A: (Backhous): He sees a lot of women in perimenopause that he sends to endocrinologists because their treatment has corrected this condition. For someone with normal hearing, the drop in hearing might not be noticed. For someone with hearing loss, it takes only a 3-5 decibel drop to put you at a disadvantage. He feels that hormonal fluctuations can impact this condition. Each problem is different. An example is that some people with Meniere's prove to be salt sensitive and some do not.

Q: I am concerned about cochlear implant surgery and the possible damage to the facial nerve. Can you comment?

A: (Backhous): Facial nerve damage is a known complication. It can be temporary or permanent. Damage to a nerve that affects taste is a more common complication. Facial nerve injuries occur in .5% of patients; damage to the nerve affecting taste occurs in 5-10%. The larger number of complications involving the latter are due to having to drill to the mastoid; the surgeon can get too close to the nerve. Most people will regain taste within 6-8 weeks but in the meantime have a metallic taste like sucking on a bottle cap. Surgeons that do a sizable number of cochlear implants have experience and thus tend to have a record showing less complications. Ask a surgeon about his experience.

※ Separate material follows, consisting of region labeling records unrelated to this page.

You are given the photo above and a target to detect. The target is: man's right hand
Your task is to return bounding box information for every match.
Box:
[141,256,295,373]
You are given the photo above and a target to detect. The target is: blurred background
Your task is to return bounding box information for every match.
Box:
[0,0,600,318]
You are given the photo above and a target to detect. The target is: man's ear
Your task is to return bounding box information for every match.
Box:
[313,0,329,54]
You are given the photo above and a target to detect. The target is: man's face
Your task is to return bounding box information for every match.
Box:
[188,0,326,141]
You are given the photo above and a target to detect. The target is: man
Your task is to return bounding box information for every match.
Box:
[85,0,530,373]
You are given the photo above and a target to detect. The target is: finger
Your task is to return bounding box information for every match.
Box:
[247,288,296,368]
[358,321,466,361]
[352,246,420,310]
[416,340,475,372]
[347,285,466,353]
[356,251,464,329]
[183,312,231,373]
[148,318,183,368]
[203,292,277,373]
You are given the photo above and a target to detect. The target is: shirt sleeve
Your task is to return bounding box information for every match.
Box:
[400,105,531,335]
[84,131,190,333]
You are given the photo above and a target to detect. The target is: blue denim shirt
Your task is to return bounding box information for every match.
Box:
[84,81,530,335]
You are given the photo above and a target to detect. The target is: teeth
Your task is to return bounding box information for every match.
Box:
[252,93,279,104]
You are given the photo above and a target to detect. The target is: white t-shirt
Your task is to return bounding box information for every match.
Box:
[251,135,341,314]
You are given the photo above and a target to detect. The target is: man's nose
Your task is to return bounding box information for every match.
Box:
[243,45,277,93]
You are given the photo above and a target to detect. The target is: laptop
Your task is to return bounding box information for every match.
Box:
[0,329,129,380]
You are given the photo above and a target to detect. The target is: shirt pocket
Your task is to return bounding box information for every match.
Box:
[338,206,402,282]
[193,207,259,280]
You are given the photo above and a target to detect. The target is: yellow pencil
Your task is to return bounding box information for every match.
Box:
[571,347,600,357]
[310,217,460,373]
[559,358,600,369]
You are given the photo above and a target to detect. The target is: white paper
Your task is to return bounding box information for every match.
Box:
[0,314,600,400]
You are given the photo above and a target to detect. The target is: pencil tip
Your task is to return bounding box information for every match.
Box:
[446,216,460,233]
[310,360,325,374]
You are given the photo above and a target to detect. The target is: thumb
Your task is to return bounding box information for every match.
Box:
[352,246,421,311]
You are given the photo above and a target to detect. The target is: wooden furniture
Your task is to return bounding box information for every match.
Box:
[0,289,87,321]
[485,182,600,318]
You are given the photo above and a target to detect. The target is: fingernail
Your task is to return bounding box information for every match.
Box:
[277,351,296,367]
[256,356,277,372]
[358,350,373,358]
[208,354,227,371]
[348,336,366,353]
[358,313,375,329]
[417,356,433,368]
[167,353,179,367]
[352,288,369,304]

(Hammerschlag): Go to a cochlear implant center; they do a high volume of surgery.

Q: I've read that cochlear implant surgery destroys the remaining hearing. I'm concerned about this. I have hearing in one ear but no speech comprehension.

A: (Backhous): A cochlear implant may destroy residual hearing, but that doesn't mean you will lose hearing on the opposite side. He has seen people retain some hearing even in the ear where the implant has full insertion. A great disappointment is that the middle ear implant is not getting to the people in the middle who struggle with both hearing aids and speech. "Nobody makes an ear like God makes an ear."

A lot of people face not knowing whether they will do worse with a cochlear implant. After doing 260 cochlear implant surgeries, he hasn't seen anyone do worse than with a hearing aid, but he has heard of it happening. Some patients have been disappointed with music; they can't tell Beethoven from Bach with a cochlear implant. Many people tend to hang onto those last few decibels.

(Hammerschlag): Currently you need 56% or less speech discrimination to qualify for a cochlear implant. For some, that's a substantial amount of hearing. For some people it's not the surgery they're afraid of, it's acknowledging that they are really deaf and their hearing is no longer functional.

(Backhous): His cochlear implant operations now average 1 hour and 15 minutes and 98% of patients go home the same day, including kids. Don't jump into a cochlear implant until you're ready to do a lot of work to make it successful.

Q: Are cochlear implants made in the U.S. or other countries?

A: (Backhous): Cochlear's implants are made in Australia and the company stocks a Denver operation run by an American team. Med-El is made in Austrialia, with an operation similar to Cochlear's in Raleigh, NC. Advanced Bionics is headquartered in California and was invented by a team at the University of California in San Francisco. It is imported to Europe. His center carries all the products with no problems.